Es el caso, en particular, de las trabajadoras sanitarias en hogares donde son el único responsable familiar. No disponen, por lo general, de otras alternativas para cuidar a sus hijos y a sus padres de más edad al regresar del trabajo, con el consecuente riesgo de infectarlos con el COVID-19.

“Después de tres semanas en situación de emergencia por el COVID-19, estamos exhaustos, preocupados y emocionalmente agotados. Muchos hemos contraído la enfermedad, y algunos han fallecido».

Alberta Delle Grazie, Enfermera jefe

Con frecuencia se dice que en momentos difíciles la gente hace cosas que eran antes impensables. De ahí que varios gobiernos hayan adoptado medidas para apoyar a los trabajadores, en particular los que llevan a cabo su labor en los sectores de respuesta a la situación de emergencia y en los que es más difícil trabajar desde casa.

Por ejemplo, en Italia se ha introducido una «bonificación para el cuidado de niños» de hasta 1.000 euros (1.104 dólares de EEUU), con objeto de que los trabajadores sanitarios puedan sufragar el costo de servicios de atención infantil en el hogar. En Alemania, Austria, Francia y Países Bajos, lugares en los que la mayoría de guarderías y escuelas se han cerrado, algunas instalaciones permanecen abiertas, con personal mínimo, a fin de atender a los hijos de los trabajadores que prestan servicios esenciales. En Alemania se ha facilitado a los padres con bajos ingresos el acceso a prestaciones para el cuidado de los hijos, y en Corea del Sur se han proporcionado bonos por valor de 2,4 billones de wons (2.000 millones de dólares de EEUU) a los hogares de bajos ingresos con el fin de facilitar el cuidado de los hijos en el hogar, a falta de guarderías diurnas.

Será necesario fomentar medidas similares para seguir ayudando a las trabajadoras sanitarias en su ardua labor de lucha contra el COVID19 y cuidado de su familia en el hogar. También habrá que adoptar medidas a largo plazo.

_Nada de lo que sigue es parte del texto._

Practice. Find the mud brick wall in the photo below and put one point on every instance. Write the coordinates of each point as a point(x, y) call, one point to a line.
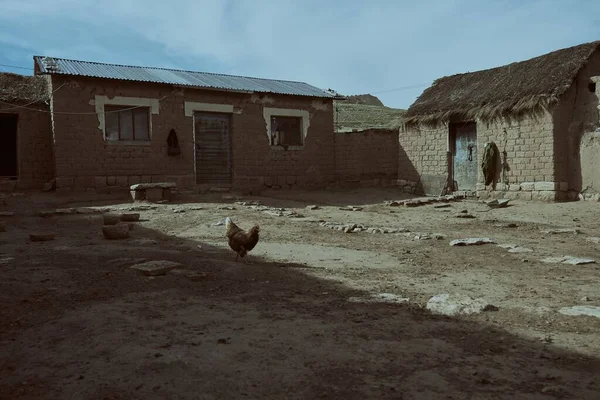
point(85, 161)
point(422, 159)
point(369, 158)
point(528, 172)
point(35, 162)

Esta pandemia ha puesto de manifiesto la importancia del trabajo de prestación de cuidados, tanto el remunerado como el no remunerado. Es una buena oportunidad para priorizar las inversiones en los sectores sanitario y de prestación de cuidados. Políticas ineficaces de redistribución de trabajo de prestación de cuidados no remunerado entre mujeres y hombres, o entre las familias y el Estado, ya no son una alternativa viable o sostenible.

Si queremos lograr una sociedad más equitativa tras esta crisis, es necesario que las mujeres participen plenamente en el replanteamiento y la reformulación del mundo del trabajo después del COVID-19.